Muslims Should Also Boycott Film Mocking Hinduism
Mockery of religious beliefs and customs, lampooning a people, and frivolous use of sacred terms…sound familiar? Since September 11, we Muslims have also been the brunt of endless such jokes and stereotypes promoted by Hollywood and popular culture in general.
The Love Guru, produced by Paramount Pictures, hit theaters all over North America this weekend. Rated PG-13 and starring Mike Myers, the film chronicles the humorous journey of Guru Maurice Pitka (played by Myers) as he moves from India to the United States in order to offer spiritual counseling and marital advice to a hockey player and his wife.
However, the movie has attract sharp criticism from several Hindu groups around North America, who have condemned it as a cheap and tasteless mockery of Hindu beliefs, customs, and traditions. Rajan Zed, a well-known chaplain and activist within the American Hindu community, said the movie appears to be lampooning Hinduism and Hindus and uses sacred Hindu terms frivolously. Zed and other Hindu leaders have called for a boycott of the movie by Hindus and non-Hindus alike.
Mockery of religious beliefs and customs, lampooning a people, and frivolous use of sacred terms…sound familiar? Since September 11, we Muslims have also been the brunt of endless such jokes and stereotypes promoted by Hollywood and popular culture in general. As such, it only makes sense that we express our solidarity with our Hindu friends in opposing a movie that mocks one billion people’s religious sensibilities. For too long, Hollywood has gone unchecked in its blatant disregard for people’s religious and cultural beliefs. In the past, whenever outraged or offended people have spoken up, Hollywood has offered a half-hearted apology and shown no intention of undoing the damage. This is primarily due to the fact that such protests and anger have been small and scattered, offering no threat to the moviemakers’ revenue.

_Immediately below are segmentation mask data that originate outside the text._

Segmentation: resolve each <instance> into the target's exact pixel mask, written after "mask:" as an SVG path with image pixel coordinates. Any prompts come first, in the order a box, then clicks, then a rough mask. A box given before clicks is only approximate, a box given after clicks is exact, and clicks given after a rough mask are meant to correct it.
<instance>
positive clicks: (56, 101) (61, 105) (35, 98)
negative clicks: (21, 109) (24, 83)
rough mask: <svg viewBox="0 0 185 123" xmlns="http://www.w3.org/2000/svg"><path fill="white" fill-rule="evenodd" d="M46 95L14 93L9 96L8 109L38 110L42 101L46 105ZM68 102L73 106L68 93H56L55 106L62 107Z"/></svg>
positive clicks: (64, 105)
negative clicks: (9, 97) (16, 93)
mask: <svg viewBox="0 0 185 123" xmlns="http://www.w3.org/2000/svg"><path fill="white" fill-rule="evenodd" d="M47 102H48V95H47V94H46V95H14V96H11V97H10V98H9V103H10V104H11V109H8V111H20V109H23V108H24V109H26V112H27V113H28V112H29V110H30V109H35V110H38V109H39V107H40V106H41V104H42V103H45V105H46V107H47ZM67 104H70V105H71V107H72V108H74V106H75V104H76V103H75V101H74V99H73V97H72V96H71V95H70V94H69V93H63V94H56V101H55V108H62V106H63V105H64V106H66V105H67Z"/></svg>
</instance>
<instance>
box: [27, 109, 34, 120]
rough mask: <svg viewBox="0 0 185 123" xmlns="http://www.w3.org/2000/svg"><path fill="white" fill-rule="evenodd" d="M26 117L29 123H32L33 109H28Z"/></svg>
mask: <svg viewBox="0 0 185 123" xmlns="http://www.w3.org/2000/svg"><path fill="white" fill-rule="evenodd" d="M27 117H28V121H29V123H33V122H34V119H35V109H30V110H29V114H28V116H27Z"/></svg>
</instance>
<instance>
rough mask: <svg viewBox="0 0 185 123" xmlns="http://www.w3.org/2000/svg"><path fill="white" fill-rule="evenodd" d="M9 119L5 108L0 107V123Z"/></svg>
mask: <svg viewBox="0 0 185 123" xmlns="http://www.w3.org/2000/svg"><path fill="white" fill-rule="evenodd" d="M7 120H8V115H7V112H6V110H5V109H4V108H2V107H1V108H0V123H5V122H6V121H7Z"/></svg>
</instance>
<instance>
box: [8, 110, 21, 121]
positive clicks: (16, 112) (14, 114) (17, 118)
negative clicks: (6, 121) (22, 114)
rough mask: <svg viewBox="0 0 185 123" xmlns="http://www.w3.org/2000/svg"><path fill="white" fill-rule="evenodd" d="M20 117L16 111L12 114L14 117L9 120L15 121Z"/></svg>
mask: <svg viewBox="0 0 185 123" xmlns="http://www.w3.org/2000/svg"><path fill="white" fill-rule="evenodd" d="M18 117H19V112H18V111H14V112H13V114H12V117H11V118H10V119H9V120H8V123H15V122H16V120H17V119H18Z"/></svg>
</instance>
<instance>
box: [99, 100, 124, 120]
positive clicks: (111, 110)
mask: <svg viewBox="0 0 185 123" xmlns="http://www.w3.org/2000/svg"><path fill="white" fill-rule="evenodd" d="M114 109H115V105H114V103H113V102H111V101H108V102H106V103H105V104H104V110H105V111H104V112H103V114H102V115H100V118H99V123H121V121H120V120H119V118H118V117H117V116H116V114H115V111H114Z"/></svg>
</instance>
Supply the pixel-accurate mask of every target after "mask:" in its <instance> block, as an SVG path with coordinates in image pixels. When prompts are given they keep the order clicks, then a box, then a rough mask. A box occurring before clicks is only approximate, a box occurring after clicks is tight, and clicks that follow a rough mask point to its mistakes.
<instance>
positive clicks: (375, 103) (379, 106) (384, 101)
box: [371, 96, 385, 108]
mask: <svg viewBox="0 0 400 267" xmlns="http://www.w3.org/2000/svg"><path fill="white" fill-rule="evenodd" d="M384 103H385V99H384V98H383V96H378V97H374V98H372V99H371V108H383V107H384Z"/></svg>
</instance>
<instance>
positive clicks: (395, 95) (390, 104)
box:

By joining our Hindu friends in solidarity, we can take a step towards eliminating the mockery and ridicule of the Sacred that so readily permeates Western society. Perhaps a long-term plan that we should consider is to reach across the aisle (or Musalla) to people of all religious backgrounds, such as Christians, Buddhists, Jews, Hindus, and Native Americans, in protesting aspects of popular culture that are offensive to our religious sensibilities. Despite the frictional history of Muslims and Hindus in South Asia, we can set up a joint front by mutually boycotting pop culture items that offend our religious beliefs. Despite the lack of religious commonality, we can similarly reach out to Native American groups and boycott movies and programs that make light of their spiritual and cultural values. And despite our political differences, we can form a powerful alliance with Evangelicals and Southern Baptists in speaking out against and boycotting films and programs that make light of God, Prophet Jesus (peace be upon him) or the Bible, a trend that is increasing at an alarming rate in America.
Many Muslims like to say that we live in a Kufristan, a Godless society with very loose morals and very materialistic. It is true that the First Amendment prevents any type of religious morality from being enforced in this society, but let us not forget the power of the purse and the fact that, like any business, Hollywood is concerned about its profit margin above anything else. If this society is so materialistic and driven by money, it is precisely this materialism that we can use against them. We cannot legally stop filmmakers and network executives from producing offensive and distasteful content that goes against our religious beliefs, but by forming a financial alliance with people of all faiths and religious backgrounds, we can certainly put a major dent in producers’ revenues and cause them to rethink the policy of irreverence and disrespect towards the religious sensibilities of all people, a policy that has sadly become the trademark of popular culture in recent times.